Cellphone use has never caused a plane crash, but the laws barring use exist because of the worry of interference with networks on the ground and navigation devices while flying. When an aircraft is traveling above 10,000 feet in the sky, a cellphone signal will bounce from tower to tower, sending out a stronger signal and potentially congesting networks on the ground.
Airplane manufacturers such as Boeing have dedicated ample time and resources to studying in-flight cellphone use. Boeing engineers claim your phone doesn't have to jam a pilot's radio or distort instruments to cause a catastrophe.
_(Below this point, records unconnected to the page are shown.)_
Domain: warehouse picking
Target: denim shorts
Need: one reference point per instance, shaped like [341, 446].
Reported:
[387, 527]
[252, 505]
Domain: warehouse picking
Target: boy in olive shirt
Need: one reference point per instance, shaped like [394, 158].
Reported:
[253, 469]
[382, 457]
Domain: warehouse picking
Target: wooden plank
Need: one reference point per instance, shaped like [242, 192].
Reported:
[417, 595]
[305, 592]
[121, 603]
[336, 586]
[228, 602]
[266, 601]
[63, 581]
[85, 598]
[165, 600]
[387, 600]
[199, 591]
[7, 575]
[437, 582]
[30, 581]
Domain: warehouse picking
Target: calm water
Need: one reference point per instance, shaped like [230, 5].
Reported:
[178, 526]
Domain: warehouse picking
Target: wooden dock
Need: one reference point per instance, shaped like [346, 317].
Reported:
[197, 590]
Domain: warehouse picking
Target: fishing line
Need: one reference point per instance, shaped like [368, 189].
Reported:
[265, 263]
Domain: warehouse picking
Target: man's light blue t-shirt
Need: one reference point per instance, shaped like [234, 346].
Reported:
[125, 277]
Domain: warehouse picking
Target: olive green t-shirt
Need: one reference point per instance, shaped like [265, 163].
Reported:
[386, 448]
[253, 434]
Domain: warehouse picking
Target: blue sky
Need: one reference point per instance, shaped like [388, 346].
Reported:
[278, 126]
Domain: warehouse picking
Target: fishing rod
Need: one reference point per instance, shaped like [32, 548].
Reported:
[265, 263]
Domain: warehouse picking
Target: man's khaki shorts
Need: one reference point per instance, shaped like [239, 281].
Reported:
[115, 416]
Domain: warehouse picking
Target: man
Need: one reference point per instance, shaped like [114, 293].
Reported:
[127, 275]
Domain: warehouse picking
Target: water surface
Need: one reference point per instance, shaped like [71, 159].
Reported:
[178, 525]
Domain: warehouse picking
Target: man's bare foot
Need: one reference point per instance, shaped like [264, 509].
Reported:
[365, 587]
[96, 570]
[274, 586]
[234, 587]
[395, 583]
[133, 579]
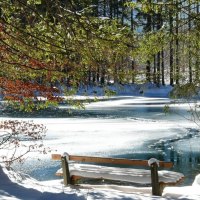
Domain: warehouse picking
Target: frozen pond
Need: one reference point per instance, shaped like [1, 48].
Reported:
[126, 127]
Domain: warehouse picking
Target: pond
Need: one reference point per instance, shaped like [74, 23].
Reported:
[123, 127]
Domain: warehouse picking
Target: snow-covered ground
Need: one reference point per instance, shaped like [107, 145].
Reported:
[125, 125]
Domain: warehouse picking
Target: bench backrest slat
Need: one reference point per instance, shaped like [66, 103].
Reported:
[118, 161]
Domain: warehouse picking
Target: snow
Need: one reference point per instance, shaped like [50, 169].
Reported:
[153, 160]
[94, 136]
[16, 186]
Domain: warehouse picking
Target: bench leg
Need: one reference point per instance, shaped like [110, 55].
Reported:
[65, 168]
[154, 180]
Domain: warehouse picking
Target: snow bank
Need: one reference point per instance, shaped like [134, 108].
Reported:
[15, 186]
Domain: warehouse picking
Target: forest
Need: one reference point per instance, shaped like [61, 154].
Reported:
[49, 47]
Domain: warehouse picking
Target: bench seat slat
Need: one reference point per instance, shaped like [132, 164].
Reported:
[140, 176]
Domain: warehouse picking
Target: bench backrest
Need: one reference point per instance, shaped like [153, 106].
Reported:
[116, 161]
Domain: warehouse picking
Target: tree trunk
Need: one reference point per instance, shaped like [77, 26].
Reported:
[171, 50]
[177, 45]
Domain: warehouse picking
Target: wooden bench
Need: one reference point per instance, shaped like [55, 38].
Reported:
[75, 170]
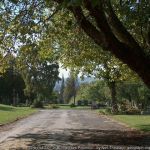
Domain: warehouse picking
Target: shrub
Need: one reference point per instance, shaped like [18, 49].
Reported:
[85, 102]
[108, 110]
[37, 104]
[133, 111]
[53, 106]
[72, 105]
[79, 103]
Yet, the interference causes more work for pilots during takeoff and landing, the most critical phases of flight.
Why Doesn't a Wi-Fi Connection on a Flight Pose Risk?
Depending on the airline and your flight route, you might have had access to Wi-Fi on your flight, which might make you wonder why you couldn't use your cell phone. These connections depend on satellites, not cell phone towers, so they don't pose any potential danger of interference. Airlines that offer Wi-Fi give you the chance to surf the internet, check your email and social media, and chat via messaging apps such as Facebook Messenger and WhatsApp. Theoretically you can also make Wi-Fi calls, although most U.S.-based airlines will not allow it, because it requires more bandwidth.
Future Cell Phone Use During Air Travel
Even though FAA and FCC laws are in place for protection and aviation engineers are aware of the risks of cell phone use during flight, many of these risks are fading away. In fact, the European equivalent of the FAA, the European Aviation Safety Agency (EASA), declared that electronic devices don't pose a safety risk in 2014. The EASA, however, has left the choice to allow phone use to the airlines, many of which have chosen to allow voice communications via cellphone during flight as long as they are made through onboard cellular companies such as On Air and Aeromobile, who serve more than 30 airlines around the world.
The FCC understands that modern electronics used in the newest airplanes remain protected from interruptions, but they haven't been clear on when or if they will lift their electronic device ban as a result. Even if airlines allow cellphone use on a global scale, it's likely some carriers will always ban voice calls, except in the case of an emergency. Listening to the phone conversations of others is an annoyance for many passengers, which can be worse than the person sitting in front of you reclining their seat into your lap. The FCC continues to collect consumer data and perform technical research while considering new rules that give airlines the choice to allow cellphone use if they upgrade their airplanes and outfit them with special equipment. If the FCC changes their laws, they will leave the ultimate decision to the airline about in-flight cellular service.